Inflation, labor shortages and the migrant crisis captivated the news cycle for much of 2021 and led to hesitant debates about the seriousness of these problems and how best to address them. to resolve. Lately, attention has shifted to whether soaring inflation would erode the real earnings of the average American. That hasn’t stopped some people from sounding the alarm bells about immigrants, either At the border Or on job-based Visa– lest increased competition in the labor market depress the wages of low-skilled American workers.

How real are these concerns to the most vulnerable Americans? Should they be worried about their wallet due to rising inflation, immigration, or either?

Inflation can act as a regressive tax if the rise in prices is focused on basic necessities and workers in weaker bargaining positions are unable to secure wage increases. When inflation was rising about 2% per year before the pandemic, a person earning $ 15 an hour, or $ 30,000 per year, would lose about $ 600 per year without a raise, which is not an insignificant amount for someone who lives paycheck to paycheck.

But 2% inflation growth is no longer our reality. Prices are now on the rise 6.8% since last year, which is the biggest increase in 39 years. If a $ 15 an hour worker did not receive a raise in the past year, his or her actual earnings could drop to as low as $ 2,040.

Some workers have seen their wages increase, but not enough to offset inflation. After accounting for increases in nominal earnings, the Bureau of Labor Statistics estimated that, on average, workers suffered a 1.9 percentage reduction in wages over the past year due to inflation. This means that a worker at $ 15 an hour has likely seen $ 570 disappear from their wallet.

However, the averages can often be misleading. Gas prices have increased by 58.1 percent over the past year, and low-income Americans tend to spend more of their average dollar on gas. Indeed, a Federal Reserve Bank of New York to study found that poor and rural households are particularly affected when gasoline prices soar, and this has been one of the main contributors to “inflation inequality”.

Finally, we must recognize another factor that masks the typical impact of inflation on wages: the shortage of unique labor experienced in the last year, which was partly caused by maintaining unemployment benefits and led to higher than usual pay increases for many workers. Without it, working poor people would be considerably worse off due to rising inflation.

In particular, some inflation is not always a cause for concern, especially if it is regular or temporary, or accompanied by a simultaneous increase in wages. But today, we can still say with certainty that working poor are going to suffer a rough adjustment.
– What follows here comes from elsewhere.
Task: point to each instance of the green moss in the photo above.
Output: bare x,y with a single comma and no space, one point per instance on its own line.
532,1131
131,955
In contrast, most research shows that immigration has a small effect on wages in the short run, whether positive or negative.

To put this in perspective, the highest negative estimate (and one frequently cited by opponents of immigration) finds that the relative wages of U.S.-born workers drop nearly 4% when immigration increases the number of workers in the same skill group by 10% . However, even this high-end estimate is often misinterpreted and misquoted. because it measures the relative impact and not the absolute impact on wages. In other words, it measures the effect of immigration on the wages of one skill group relative to another, and not the impact of immigration on the total amount of money a person actually wins.

Over the past decade, immigration has increased the number of workers with only a high school diploma by 0.14% per year on average. Even if we put aside the issues of using the high-end estimate, it would result in an income drop of about 0.06% per year for U.S.-born workers with the same level of education. For our worker at $ 15 an hour, that equates to an annual pay cut of only $ 18 due to low-skilled immigration. This hardly compares to the real impact of inflation on the same worker.

It is not even clear that we have to make the comparison. The United States experienced a clean exit immigrants without a high school diploma since 2010, meaning that US-born workers who dropped out of high school would actually earn more using this same estimate. Immigration patterns have changed in recent decades, with the arrival of more highly skilled immigrants. research consensus is that highly skilled immigration improves wages and employment prospects for all Americans, with long-term increases in innovative activity and economic growth.

The bottom line is that immigration fears seem exaggerated when we analyze them in real numbers, when high inflation can hurt many low-income earners in the short term. Today, compared to immigration, Americans should be much more concerned about inflation which is eroding their income.